Do you have any advice for researchers just starting out? 

Little is more powerful than good planning. Map out where you are and what’s important to you, then develop short-, medium- and long-term plans to help you chart a course between your various commitments.

Don’t just write plans and then forget about them; check on them regularly to make adjustments and to recall your most important goals. Academic life is sprawling and complicated, and it’s too easy to get distracted by pressing, daily demands and responsibilities, as well as opportunities in areas that aren’t necessarily helpful for your research. But I find it’s easier to accept these many distractions, and to be a good colleague and citizen, if I feel like I’m staying in touch with my priorities, and have plans for balancing shorter-term commitments with longer-term goals. I’d also recommend this as an approach to research itself: it’s so crucial to find the right balance between research opportunities (funding, fellowships, conferences, etc) and what you actually want to do.
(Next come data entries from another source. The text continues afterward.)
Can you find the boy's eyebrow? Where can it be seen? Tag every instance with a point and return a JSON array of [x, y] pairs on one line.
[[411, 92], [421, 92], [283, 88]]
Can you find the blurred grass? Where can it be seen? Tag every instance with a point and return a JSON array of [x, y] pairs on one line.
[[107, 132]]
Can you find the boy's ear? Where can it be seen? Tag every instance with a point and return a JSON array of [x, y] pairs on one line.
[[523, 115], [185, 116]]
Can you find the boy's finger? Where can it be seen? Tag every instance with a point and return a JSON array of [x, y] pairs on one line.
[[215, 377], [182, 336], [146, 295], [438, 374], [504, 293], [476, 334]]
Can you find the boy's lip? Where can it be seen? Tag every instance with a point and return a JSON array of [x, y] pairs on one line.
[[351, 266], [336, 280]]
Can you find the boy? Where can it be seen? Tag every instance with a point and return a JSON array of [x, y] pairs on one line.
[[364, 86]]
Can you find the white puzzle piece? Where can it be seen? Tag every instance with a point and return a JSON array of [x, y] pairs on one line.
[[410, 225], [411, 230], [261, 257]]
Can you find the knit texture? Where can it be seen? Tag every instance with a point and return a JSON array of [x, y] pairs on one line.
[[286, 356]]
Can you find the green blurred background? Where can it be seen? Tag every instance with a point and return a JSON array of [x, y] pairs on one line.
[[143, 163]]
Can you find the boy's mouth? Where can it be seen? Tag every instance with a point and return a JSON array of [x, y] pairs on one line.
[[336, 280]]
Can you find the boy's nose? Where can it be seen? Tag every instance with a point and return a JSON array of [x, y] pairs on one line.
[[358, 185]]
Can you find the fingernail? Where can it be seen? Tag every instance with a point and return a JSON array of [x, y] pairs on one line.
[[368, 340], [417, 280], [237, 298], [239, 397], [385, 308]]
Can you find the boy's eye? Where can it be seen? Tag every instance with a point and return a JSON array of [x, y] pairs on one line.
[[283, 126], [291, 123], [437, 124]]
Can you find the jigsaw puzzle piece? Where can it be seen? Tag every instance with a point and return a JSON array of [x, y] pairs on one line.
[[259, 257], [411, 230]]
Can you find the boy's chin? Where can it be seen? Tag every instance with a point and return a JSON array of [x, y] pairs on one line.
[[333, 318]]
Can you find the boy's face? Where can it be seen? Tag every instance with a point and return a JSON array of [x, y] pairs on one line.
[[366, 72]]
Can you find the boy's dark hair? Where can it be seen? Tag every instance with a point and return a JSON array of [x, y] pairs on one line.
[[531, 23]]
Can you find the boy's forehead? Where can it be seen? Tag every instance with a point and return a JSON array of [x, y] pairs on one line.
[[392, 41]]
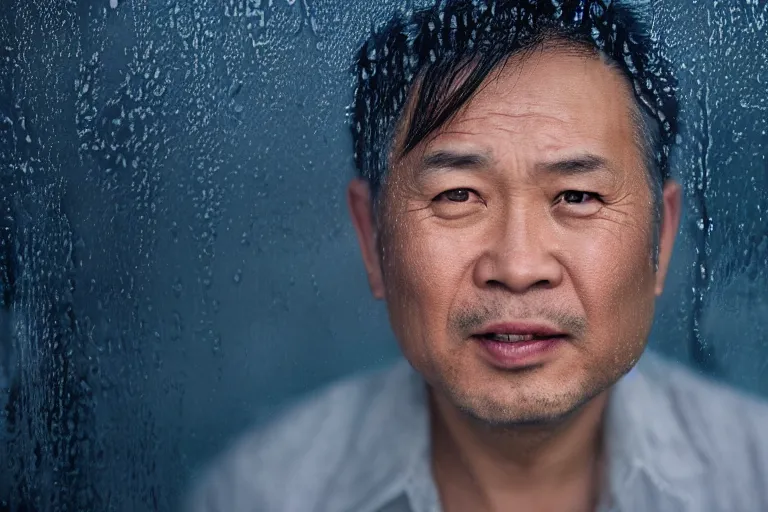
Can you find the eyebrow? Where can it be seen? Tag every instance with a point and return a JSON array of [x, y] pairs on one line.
[[444, 160]]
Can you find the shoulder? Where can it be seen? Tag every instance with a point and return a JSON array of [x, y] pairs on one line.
[[727, 427], [714, 406], [289, 463]]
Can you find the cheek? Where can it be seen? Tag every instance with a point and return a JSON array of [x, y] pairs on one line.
[[614, 279], [423, 273]]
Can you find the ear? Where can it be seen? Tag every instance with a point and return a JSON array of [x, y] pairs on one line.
[[670, 221], [360, 205]]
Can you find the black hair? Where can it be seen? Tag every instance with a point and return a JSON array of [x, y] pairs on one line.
[[452, 47]]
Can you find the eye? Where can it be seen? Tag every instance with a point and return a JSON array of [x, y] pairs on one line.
[[578, 196], [456, 195]]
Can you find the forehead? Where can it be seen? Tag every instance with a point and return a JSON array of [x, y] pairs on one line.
[[551, 101]]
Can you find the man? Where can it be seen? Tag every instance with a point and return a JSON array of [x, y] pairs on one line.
[[515, 211]]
It’s possible to watch months, even whole years, go by in which you’ve done nothing but write applications, wait in airports and deliver papers. Of course, these can be tremendously important and inspiring activities—minus the airports—but the challenge is to know when to say ‘no’ so that you can focus on doing research. That research might be slower, lonelier, and much less exciting in the short-term, but which in the long-term is going to nourish much more of your soul.